The Bullet Point Brief
- Before García took office, CSPC received $12,990 from the state between 2018 and 2022. After she entered the House, payments climbed to $316,598 in 2023, more than $1.4 million in 2024, $2.8 million in 2025 and more than $2 million in the first half of 2026. That is not growth. That is a money geyser.
- CSPC won a $6.5 million contract through a request-for-proposal process. The contract took effect in February 2024, 13 months after García joined the legislature.
- CSPC’s paid lobbyist supported several bills García sponsored or co-sponsored in 2024 and 2025, including child care legislation and tax credits. The lobbyist did not support any bills she authored in the 2026 session, according to the article.

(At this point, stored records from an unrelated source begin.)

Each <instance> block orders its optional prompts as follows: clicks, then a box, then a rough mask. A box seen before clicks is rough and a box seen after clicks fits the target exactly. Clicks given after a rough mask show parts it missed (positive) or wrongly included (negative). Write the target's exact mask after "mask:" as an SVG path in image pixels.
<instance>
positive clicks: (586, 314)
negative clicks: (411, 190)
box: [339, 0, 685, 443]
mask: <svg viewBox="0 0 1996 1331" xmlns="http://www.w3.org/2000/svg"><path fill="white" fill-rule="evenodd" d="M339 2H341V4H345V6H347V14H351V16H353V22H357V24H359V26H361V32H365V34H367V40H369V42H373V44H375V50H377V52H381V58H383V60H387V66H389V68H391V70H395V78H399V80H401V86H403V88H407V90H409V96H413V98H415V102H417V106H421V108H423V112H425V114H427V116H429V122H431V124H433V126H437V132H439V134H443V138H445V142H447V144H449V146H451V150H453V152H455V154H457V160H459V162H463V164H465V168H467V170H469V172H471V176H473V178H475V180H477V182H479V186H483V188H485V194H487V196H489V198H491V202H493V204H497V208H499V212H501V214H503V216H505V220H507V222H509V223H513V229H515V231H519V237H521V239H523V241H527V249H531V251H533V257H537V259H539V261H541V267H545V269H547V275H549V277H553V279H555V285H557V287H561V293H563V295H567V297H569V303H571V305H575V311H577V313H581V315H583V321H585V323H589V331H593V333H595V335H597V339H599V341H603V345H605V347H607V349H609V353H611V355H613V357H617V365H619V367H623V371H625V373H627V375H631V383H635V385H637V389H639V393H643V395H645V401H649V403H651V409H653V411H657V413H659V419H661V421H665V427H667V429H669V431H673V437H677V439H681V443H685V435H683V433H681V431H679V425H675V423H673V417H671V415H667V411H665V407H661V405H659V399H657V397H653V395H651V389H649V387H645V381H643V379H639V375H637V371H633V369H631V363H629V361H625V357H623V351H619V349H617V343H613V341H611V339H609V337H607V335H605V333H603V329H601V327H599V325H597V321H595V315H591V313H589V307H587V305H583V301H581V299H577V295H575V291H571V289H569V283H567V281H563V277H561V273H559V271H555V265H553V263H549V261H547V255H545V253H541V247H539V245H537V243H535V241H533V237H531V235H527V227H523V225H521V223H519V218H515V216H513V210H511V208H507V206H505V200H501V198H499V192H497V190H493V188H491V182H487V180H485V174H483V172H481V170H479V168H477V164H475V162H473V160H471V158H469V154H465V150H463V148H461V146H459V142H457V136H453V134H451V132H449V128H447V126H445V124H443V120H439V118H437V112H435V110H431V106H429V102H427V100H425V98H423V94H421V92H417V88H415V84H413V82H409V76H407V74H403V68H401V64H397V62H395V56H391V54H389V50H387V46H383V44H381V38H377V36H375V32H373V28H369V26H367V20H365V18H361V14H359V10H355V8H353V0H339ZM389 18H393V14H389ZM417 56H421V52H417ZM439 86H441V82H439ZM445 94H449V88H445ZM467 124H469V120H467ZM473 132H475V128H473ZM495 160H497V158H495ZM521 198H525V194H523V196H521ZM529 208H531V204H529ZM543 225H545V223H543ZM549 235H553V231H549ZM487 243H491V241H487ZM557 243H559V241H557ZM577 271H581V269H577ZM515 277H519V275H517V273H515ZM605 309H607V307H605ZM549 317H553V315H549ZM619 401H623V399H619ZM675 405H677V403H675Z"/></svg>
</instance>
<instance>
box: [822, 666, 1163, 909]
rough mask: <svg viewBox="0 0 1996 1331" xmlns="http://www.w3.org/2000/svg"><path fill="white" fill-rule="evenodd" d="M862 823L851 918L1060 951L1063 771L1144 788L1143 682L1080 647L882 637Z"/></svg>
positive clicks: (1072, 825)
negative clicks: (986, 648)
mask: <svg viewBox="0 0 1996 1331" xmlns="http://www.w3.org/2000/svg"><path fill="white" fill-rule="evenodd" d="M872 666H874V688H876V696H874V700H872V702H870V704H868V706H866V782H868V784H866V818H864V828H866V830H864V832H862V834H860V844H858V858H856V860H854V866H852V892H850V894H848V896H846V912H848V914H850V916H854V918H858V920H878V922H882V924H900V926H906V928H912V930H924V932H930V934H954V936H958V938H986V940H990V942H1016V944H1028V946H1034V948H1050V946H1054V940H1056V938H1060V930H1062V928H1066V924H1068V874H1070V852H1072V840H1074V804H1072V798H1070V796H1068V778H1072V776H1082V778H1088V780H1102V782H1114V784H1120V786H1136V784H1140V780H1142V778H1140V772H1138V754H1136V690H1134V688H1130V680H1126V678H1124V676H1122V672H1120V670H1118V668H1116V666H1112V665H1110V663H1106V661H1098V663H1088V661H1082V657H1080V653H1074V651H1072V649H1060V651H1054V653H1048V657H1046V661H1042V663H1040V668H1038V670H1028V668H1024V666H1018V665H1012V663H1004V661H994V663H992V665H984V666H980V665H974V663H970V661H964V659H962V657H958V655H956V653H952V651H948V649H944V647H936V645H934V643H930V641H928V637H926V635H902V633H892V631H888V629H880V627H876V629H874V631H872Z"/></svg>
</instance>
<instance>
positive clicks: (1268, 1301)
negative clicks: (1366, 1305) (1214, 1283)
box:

- García recused herself from two votes in 2026, including one involving a tax credit connected to funds her organization receives. The article says she did not recuse from several other child care bills involving programs administered by the agency holding CSPC’s contract.
- The article does not establish criminal wrongdoing or a formally determined legal conflict. It establishes something Colorado’s Capitol class finds nearly as uncomfortable: an arrangement that looks terrible when placed on a timeline.
My Bottom Line
This is the Colorado insider pipeline in its purest, greasiest form. Nonprofit leader becomes legislator. State payments to her organization explode from about $13,000 to $6.64 million. The organization hires a lobbyist. The lobbyist backs bills the legislator sponsors. Then everyone points to the rulebook and acts shocked that taxpayers can smell smoke.
Maybe every payment was properly approved. Maybe every grant complied with the technical requirements. Maybe every vote fit through the legal eye of the needle. Fine. Then show us the paperwork, the scoring, the recusals, the safeguards and the people who approved it. Taxpayers should not need a forensic accountant and a crowbar to understand how one legislator’s outside organization became a multimillion-dollar state vendor.
Regular Coloradans are getting squeezed by taxes, fees, rent, insurance and groceries while the Capitol-adjacent nonprofit universe seems to know exactly where the money hose is mounted. Relationships, committees, grants, lobbyists and contracts all swirl together, and the public is expected to clap like trained seals because somebody stamped “public service” on the folder.
The worst defense here may be that it is all legal. Because if this is legal, then the problem is not one clever loophole. The problem is the business model.
Colorado’s nonprofit-industrial complex does not need to rob the bank when the bank hands it a state contract and a legislative badge.